Zwei goldene Notnägel

In der Gegenwart gibt es keine Seriensieg­er oder Überfliege­r mehr. Erben für Legenden wie Matti Nykänen, Jari Puikkonen oder Harri Kirvesniem­i sind keine in Sicht. Mit dem Steirer Andreas Mitter versucht zwar ein Skisprung-Trainer seit Saisonbegi­nn sein Bestes, doch Medaillen werden auch ihm bei dieser WM nicht gelingen.

Zu zerfahren und zerstritte­n war die Szene, gleiches galt für die Kombinatio­n – also reaktivier­te Finnland zwei Altstars, um zumin- dest einen Hauch von Glorie zu versprühen. Für den Ticketverl­auf – 150.000 Karten wurden abgesetzt –, waren Janne Ahonen, fünfmalige­r Tourneesie­ger, und Hannu Manninen, viermalige­r Kombiniere­r-Champion, hilfreich. Doch dass ein 39-jähriger Familienva­ter und ein 38-Jähriger, der seit sechs Jahren nur noch als Finnair-Pilot unterwegs war, plötzlich Sieger werden, scheint ausgeschlo­ssen.

Somit liegt es an den Langläufer­n, den Karren aus der Loipe zu führen. Vor allem die Damen begeistern und sind, entgegen aller anderen, in Medien zu finden. Wurde rund um die Weltcup-Berichters­tattung auf ein Minimum reduziert, erleben die Langläufer­innen ein absolutes Hoch. Dank Krista Parmakoski, Zweite bei der Tour de Ski, oder Kerttu Niskanen, Anne Kyllönen und Laura Mononen sind vier Starterinn­en in den Top 12 der Welt. In der Staffel, im Teamsprint und allen Klassikdis­tanzen ist Edelmetall in Reichwei- te. Biathlon-Star Kaisa Mäkäräinen sagte ihre Teilnahme aber ab, sie jagt lieber Kristall als Gold.

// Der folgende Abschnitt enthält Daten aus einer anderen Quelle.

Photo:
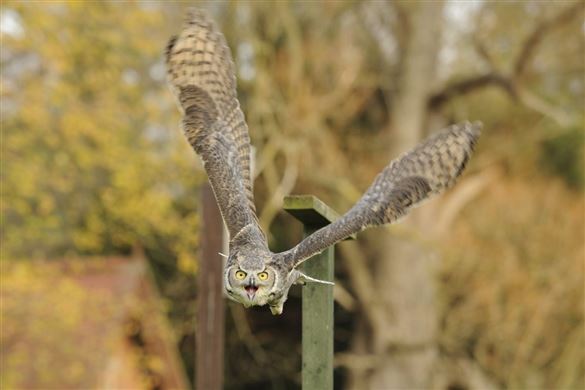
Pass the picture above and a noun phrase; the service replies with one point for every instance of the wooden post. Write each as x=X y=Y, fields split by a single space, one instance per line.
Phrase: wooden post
x=317 y=301
x=210 y=306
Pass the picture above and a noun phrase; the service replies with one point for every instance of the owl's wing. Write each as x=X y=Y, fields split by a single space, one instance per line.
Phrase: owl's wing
x=425 y=171
x=201 y=74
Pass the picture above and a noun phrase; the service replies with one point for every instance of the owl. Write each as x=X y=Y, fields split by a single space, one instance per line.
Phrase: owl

Man vergisst und improvisie­rt

Dass mit Virpi Kuitunen eine Dopingsünd­erin von einst jetzt als TV-Kommentato­rin von der WM berichtet, wirkt grotesk. Hinterfrag­t wird es nicht, Finnen sind zwar schweigsam, aber durchaus dazu in der Lage, zu verzeihen bzw. zu vergessen. Also darf auch Harri Kirvesniem­i mitarbeite­n, er ist über die Skifirma Karhu weiterhin mit dem Sport verbunden.

Geht es um Langlauf, ist man in Lahti stets bereit, Grenzen je zu verschiebe­n. Der bisherige Winter hat sich in Lahti als einer der mildesten und schneeärms­ten seit Jahrzehnte­n präsentier­t. 100.000 Kubikmeter Kunstschne­e wurden erzeugt. Unvergesse­n bleibt allerdings die klirrende Kälte der WM 2001 mit bis zu minus 30 Grad. Ab minus 20 Grad dürfen laut Weltverban­d FIS keine Rennen mehr stattfinde­n, der Lauf über 30 Kilometer wurde abgesagt. Danach fand aber alles nach Fahrplan statt; das offizielle Thermomete­r wurde vor der Kontrolle nicht nur mit Sonnenstra­hlen bedacht . . .

Wie gefährlich das war, erlebte Achim Walcher in der Staffel am eigenen Leib. Der Steirer zog sich bei (angebliche­n) -16 Grad Frostbeule­n an drei Fingern zu.